Published in the peer-reviewed British Dental Journal, the study examines literature published up to the end of October 2010 on the oral health effects of polyols and other sugar-free products within foods.
Dental erosion risk
Nadimi et al. highlighted the potential for hidden risk in sugar-free products, since the effects of acidic preservatives also added to beverages and foods had yet to be properly studied.
However, such ingredients reduced the pH of saliva pH and could, therefore, weaken tooth enamel, the scientists concluded.
They wrote: “Although the presence of acidic flavourings and preservatives in sugar-free products has received less attention, these additives may have adverse dental health effects, such as dental erosion.”
"Furthermore, the term sugar-free may generate false security because people may automatically believe that sugar-free products are safe on teeth," Nadimi et al added.
Cavities form when bacteria convert sugars in food and drink into acid that breaks down tooth enamel.
Polyol-based sugar-free products may decrease the incidence of dental caries, but also carried the potential for dental erosion if they contained acidic flavourings, the researchers found.

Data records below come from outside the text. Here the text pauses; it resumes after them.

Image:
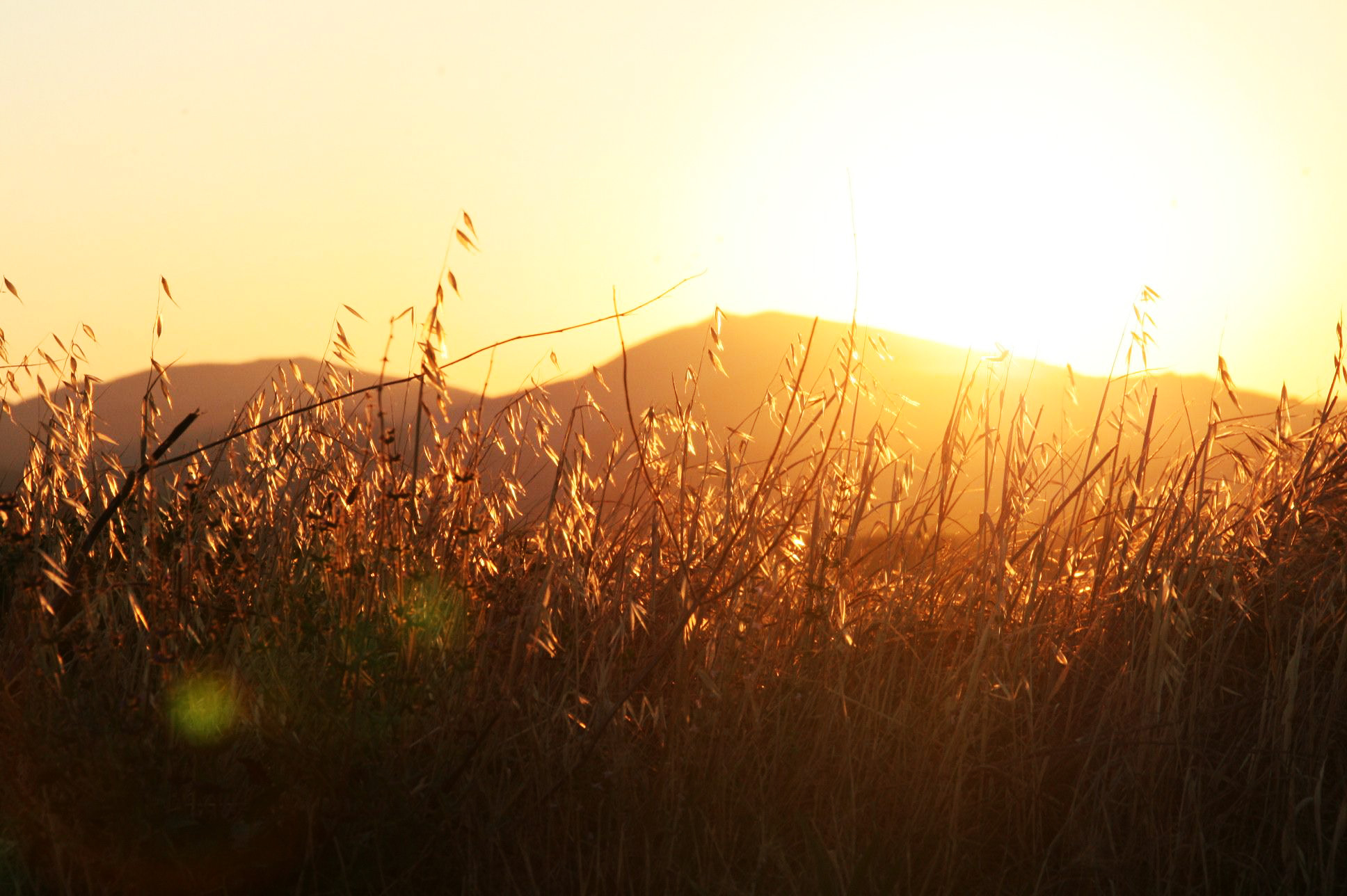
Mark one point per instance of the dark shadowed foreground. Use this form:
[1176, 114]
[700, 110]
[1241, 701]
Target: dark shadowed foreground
[792, 658]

However, more research was needed to assess the overall cavity-promoting effect that sugar-free confections might have, Nadimi et al. said.

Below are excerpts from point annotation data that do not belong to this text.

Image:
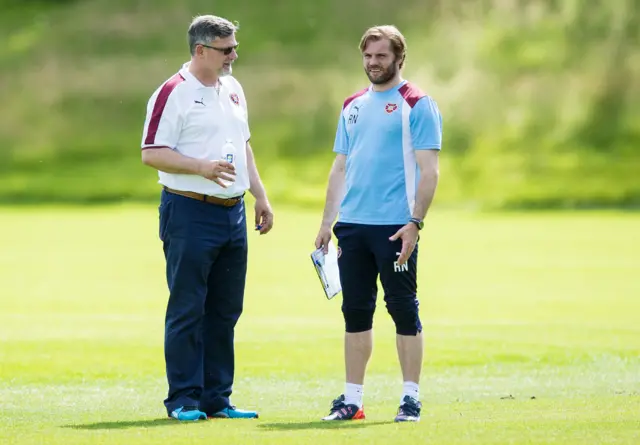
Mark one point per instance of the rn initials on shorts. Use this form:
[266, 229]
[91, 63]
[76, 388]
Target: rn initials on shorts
[399, 268]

Manufacturers are catering for consumer demand for low calorie products by using ‘sugar substitutes’ to reduce calorie counts by up to 50 per cent comparatively.
Popularity with diabetics
Such products include sugar alcohol polyols, which are used to sweeten products in categories as varied as beverages, chewing gum and sweets.
However, the use of sugar alcohols is not permitted in soft- or sports drinks within the EU under food additives legislation, although they are cleared for use in such products in the US.

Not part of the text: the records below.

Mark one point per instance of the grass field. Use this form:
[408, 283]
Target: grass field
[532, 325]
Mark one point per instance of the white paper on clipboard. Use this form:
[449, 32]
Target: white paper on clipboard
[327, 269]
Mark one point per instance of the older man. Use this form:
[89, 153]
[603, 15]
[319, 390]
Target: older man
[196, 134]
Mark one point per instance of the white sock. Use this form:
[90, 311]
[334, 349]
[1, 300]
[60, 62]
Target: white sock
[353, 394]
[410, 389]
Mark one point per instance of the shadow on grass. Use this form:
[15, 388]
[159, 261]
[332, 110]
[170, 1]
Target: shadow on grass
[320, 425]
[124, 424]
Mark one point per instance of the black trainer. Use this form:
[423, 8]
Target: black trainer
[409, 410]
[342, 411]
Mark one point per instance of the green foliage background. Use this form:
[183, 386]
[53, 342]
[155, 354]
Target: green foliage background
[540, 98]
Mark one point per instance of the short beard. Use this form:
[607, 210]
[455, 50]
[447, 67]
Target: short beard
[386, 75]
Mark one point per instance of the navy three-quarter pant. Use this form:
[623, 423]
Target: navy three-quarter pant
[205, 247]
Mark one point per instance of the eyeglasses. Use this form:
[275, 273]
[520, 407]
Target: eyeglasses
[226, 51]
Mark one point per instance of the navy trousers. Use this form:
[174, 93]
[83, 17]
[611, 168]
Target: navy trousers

Sugar-free beverage and other food products are particularly popular with diabetics, due to the fact that polyols are not readily absorbed into the intestine.
However, this meant they may cause gastro-intestinal problems such as diarrhoea, said the scientists, although the lack of randomised controlled trials in this area prevented them from drawing conclusions.
Several studies had proven the efficacy of xylitol in reducing or even preventing the risk of dental decay, Nadimi et al noted, although they said the same could not be said for sorbitol.
The researchers noted that sorbitol – which is cheaper than xylitol – is often used to sweeten sugar-free products, but can be fermented into acid by bacteria, so does not have similar cavity-reducing effects.
*Correction: On initial publication yesterday, this article failed to mention the different regulatory situation in the US and the EU regarding the use of sugar alcohols in soft and sports drinks, and has now been updated to reflect this fact.
Source : British Dental Journal
Title: ‘Are sugar-free confections really beneficial for dental health?’
Authors: H Nadimi, H.Wesamaa, S.J Janket, P.Bollu, J.H Meurman.